--- /dev/null
+
+LFSCK: an online file system checker for Lustre
+===============================================
+
+LFSCK is an online tool to scan, check and repair a Lustre file system that can
+be used with a file system that is mounted and in use. It checks for a large
+variety of inconsistencies between meta data targets (MDTs) and object storage
+targets (OSTs) and provides automatic correction where possible.
+
+LFSCK does not check consistency of the on-disk format and assumes that it is
+consistent. For ldiskfs, e2fsck from e2fsprogs should be used to ensure the on
+disk format is consistent. ZFS is designed to always have a valid on-disk
+structure and as a result, no 'fsck' is necessary.
+
+
+Quick usage instructions
+===============================================
+
+- start a standard scan
+
+LFSCK only runs on an MDS, and starts scanning automatically if an
+inconsistency is detected when the MDT service is started. The scan can be
+started manually on a running MDT using the command:
+
+# lctl lfsck_start --type namespace --type layout -M testfs-MDT0000
+
+- reviewing the status of lfsck
+
+lfsck only provides status from a MDS.
+
+# lctl get_param -n mdd.lustre-MDT0000.lfsck_namespace
+
+- stop a lfsck scan
+
+# lctl lfsck_stop -M lustre-MDT0000
+
+
+Features
+===============================================
+
+* online scanning.
+* control of scanning rate.
+* automatic checkpoint recovery of an interrupted scan.
+* reconstruciton of the FID-to-inode mapping after a file level restore or 1.8
+ upgrade
+* fixing FID-in-Dirent name entry to be consistent with the FID in the inode
+ LMA.
+* detection and repair including:
+ * MDT-OST inconsistencies, including:
+ * dangling references.
+ * unreferenced OST objects.
+ * mismatched references.
+ * multiple references.
+* monitoring using proc and lctl interfaces.
+
+
+/proc entries
+===============================================
+
+Information about lfsck can be found in
+/proc/fs/lustre/mdd/<fsname>-<mdt>/lfsck_{namespace,layout}
+
+
+LFSCK master slave design
+===============================================
+
+The LFSCK master engine resides on the MDT, and is implemented as a kernel
+thread in the LFSCK layer. The master engine is responsible for scanning on the
+MDT and also controls slave engines on OSTs. Scanning on both MDTs and OSTs
+occurs in two stages. These stages are firstly consistency check and repair and
+secondly orphan identification and processing.
+
+1. The master engine is started either by the user space command or an
+excessive number of MDT-OST inconsistency events are detected.
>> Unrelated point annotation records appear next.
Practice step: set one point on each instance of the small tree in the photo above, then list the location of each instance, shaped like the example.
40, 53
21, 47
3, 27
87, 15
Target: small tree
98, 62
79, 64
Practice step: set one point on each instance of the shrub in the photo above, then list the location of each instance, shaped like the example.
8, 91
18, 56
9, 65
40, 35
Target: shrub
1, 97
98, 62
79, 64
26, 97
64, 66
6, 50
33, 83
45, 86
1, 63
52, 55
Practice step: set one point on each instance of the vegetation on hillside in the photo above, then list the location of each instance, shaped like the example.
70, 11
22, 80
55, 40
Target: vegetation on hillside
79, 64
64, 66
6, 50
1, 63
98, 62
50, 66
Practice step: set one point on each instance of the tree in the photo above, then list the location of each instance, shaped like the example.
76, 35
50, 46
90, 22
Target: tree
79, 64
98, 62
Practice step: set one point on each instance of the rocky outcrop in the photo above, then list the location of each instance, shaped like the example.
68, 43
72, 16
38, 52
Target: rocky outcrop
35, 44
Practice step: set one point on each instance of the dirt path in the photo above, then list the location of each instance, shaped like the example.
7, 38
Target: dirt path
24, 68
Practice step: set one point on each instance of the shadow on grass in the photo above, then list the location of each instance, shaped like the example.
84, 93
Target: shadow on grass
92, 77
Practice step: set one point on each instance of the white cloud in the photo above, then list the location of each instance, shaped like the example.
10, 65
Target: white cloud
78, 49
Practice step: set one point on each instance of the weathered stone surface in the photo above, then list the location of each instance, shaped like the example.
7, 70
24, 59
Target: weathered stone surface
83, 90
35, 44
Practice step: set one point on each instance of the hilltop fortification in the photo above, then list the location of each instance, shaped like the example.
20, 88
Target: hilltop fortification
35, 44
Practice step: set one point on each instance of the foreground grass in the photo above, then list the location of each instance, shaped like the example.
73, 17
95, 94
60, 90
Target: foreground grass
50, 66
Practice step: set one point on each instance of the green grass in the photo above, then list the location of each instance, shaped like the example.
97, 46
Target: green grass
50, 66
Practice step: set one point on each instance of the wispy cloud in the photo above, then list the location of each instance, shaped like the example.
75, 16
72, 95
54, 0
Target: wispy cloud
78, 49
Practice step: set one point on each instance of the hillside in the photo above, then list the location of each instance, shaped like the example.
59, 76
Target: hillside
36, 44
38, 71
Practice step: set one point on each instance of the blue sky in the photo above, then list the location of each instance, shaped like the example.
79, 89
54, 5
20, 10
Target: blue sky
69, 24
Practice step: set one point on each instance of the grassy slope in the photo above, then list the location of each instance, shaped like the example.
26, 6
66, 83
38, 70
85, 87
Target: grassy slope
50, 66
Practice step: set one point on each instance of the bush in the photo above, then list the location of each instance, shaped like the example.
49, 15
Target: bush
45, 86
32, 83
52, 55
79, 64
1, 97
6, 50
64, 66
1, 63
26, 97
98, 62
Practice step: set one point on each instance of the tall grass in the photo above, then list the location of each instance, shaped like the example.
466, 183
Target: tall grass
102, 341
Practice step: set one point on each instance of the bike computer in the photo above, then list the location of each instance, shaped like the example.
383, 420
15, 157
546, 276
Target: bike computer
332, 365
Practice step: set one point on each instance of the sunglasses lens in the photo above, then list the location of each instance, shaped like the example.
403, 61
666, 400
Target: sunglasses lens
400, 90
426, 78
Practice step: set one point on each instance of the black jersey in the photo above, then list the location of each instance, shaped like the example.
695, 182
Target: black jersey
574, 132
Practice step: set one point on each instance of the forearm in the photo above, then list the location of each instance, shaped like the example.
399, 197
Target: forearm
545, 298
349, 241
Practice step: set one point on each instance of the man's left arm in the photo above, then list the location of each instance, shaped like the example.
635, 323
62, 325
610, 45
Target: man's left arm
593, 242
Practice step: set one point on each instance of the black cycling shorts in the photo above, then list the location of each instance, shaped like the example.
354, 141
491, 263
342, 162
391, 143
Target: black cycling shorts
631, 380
On starting, the
+master engine sends RPCs to related OSTs to start the slave engines.
+
+2. The master engine on the MDS scans the MDT device using namespace iteration
+(described below). For each striped file, it calls the registered LFSCK process
+handlers to perform the relevant system consistency check/repair, which is are
+enumerated in the 'features' section. All objects on OSTs that are never
+referenced during this scan (because, for example, they are orphans) are
+recorded in an OST orphan object index on each OST.
+
+3. After the MDT completes first-stage system scanning, the master engine sends
+RPCs to OSTs that have relations to the MDT, to make the OST begin scanning.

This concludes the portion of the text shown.